Aravind Leader Challenges Perspectives

Kellogg’s international leaders, from left: Jonathan Trobe, MD, Paul Lee, MD, JD, Thulasiraj Ravilla, Joshua Ehrlich, MD, MPH, Christine Nelson, MD, and H. Kaz Soong, MD
Kellogg’s international leaders, from left: Jonathan Trobe, MD, Paul Lee, MD, JD, Thulasiraj Ravilla, Joshua Ehrlich, MD, MPH, Christine Nelson, MD, and H. Kaz Soong, MD

 The University of Michigan and the Aravind Eye Care System, India’s largest private eye care hospital, have collaborated to cross-train providers, researchers and operational leaders through a partnership that dates back nearly 40 years. This year’s International Night attendees heard from Aravind’s Director of Operations, Thulasiraj "Thulsi" Ravilla. His remarks, titled “Eliminating Needless Blindness—It’s All About Perspectives,” challenged us to see the delivery of vision care services in a new way. 

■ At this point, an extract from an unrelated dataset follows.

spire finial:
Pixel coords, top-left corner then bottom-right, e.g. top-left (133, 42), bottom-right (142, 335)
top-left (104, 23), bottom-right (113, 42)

Thulsi is also Executive Director of Lions Aravind Institute of Community Ophthalmology, Founder and President of Vision 2020 India: The Right to Sight, a global initiative for the elimination of blindness, and a visiting scholar at Michigan in 1982. After nearly four decades in the field, he has concluded that how you view a health problem like cataract-related blindness drives the design of services to address that problem

In developing nations, Thulsi estimates that for every patient that seeks care, four or five do not, and for every patient who receives treatment advice, as many as half may not follow through with the recommended surgery, medication or glasses. Changing these statistics requires a dramatic change in perspective, he argues. “If you don’t own the problem, you won’t make a difference.” 

The success of Aravind in India is a story of owning the problem. Thulsi described how Aravind has transformed their approach to these issues by eliminating barriers to care, including rethinking the costs of care to better reflect opportunity costs—food, transportation and lost wages—and how the hospital views the delivery of care as a moral imperative.

As a result of countless evidence-based innovations touching every aspect of the organization, Aravind has revolutionized the delivery of eye care in India, with programs such as community-based eye centers run by technicians, linked by telemedicine to physicians. Remarkably, in the process, the organization has become financially viable, funding continuing growth through substantial savings. “By doing good,” says Thulsi, “we are doing well.”